HeadlinesBriefing favicon HeadlinesBriefing.com

25‑K‑Parameter Transformer Runs on a 1 MHz Commodore 64

Hacker News •
×

In a playful showcase, gizmo64k released a 25,000‑parameter transformer that runs natively on a 1 MHz Commodore 64. Written entirely in hand‑crafted 6502/6510 assembly, the model mirrors the architecture powering ChatGPT and Gemini, yet fits on a single floppy disk. Users can load the disk image into any C64 emulator and type prompts directly for a quick test run.

Running the pre‑built `soulplayer.d64` on VICE, the C64 calculates each token in roughly 60 seconds, emitting a distinctive SID blip that marks progress. The model understands lowercase letters, spaces, and basic punctuation; capital letters become unknown tokens. The architecture includes two layers, four heads, and a 20‑token context window, making it a tangible proof of concept.

Training is straightforward: developers supply a small corpus in <SEP> input <SEP> response <SEP> format, run `python train.py`, and the script outputs a quantized int8 model and a BPE tokenizer. The repo ships with a ready‑to‑run disk image (`meful.d64`) and a Python shadow that verifies the exact integer arithmetic of the 6502 code, mirroring the on‑hardware execution time.

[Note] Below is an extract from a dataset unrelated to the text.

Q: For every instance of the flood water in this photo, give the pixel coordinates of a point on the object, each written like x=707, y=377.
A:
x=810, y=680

Though it only produces fragmented sentences and runs at a minute per token, the project demonstrates that core transformer components—causal self‑attention, RMSNorm, and softmax—can be implemented with fixed‑point math on legacy hardware. It offers a nostalgic yet educational playground for researchers and hobbyists eager to explore low‑resource AI deployment without requiring modern GPUs or cloud infrastructure.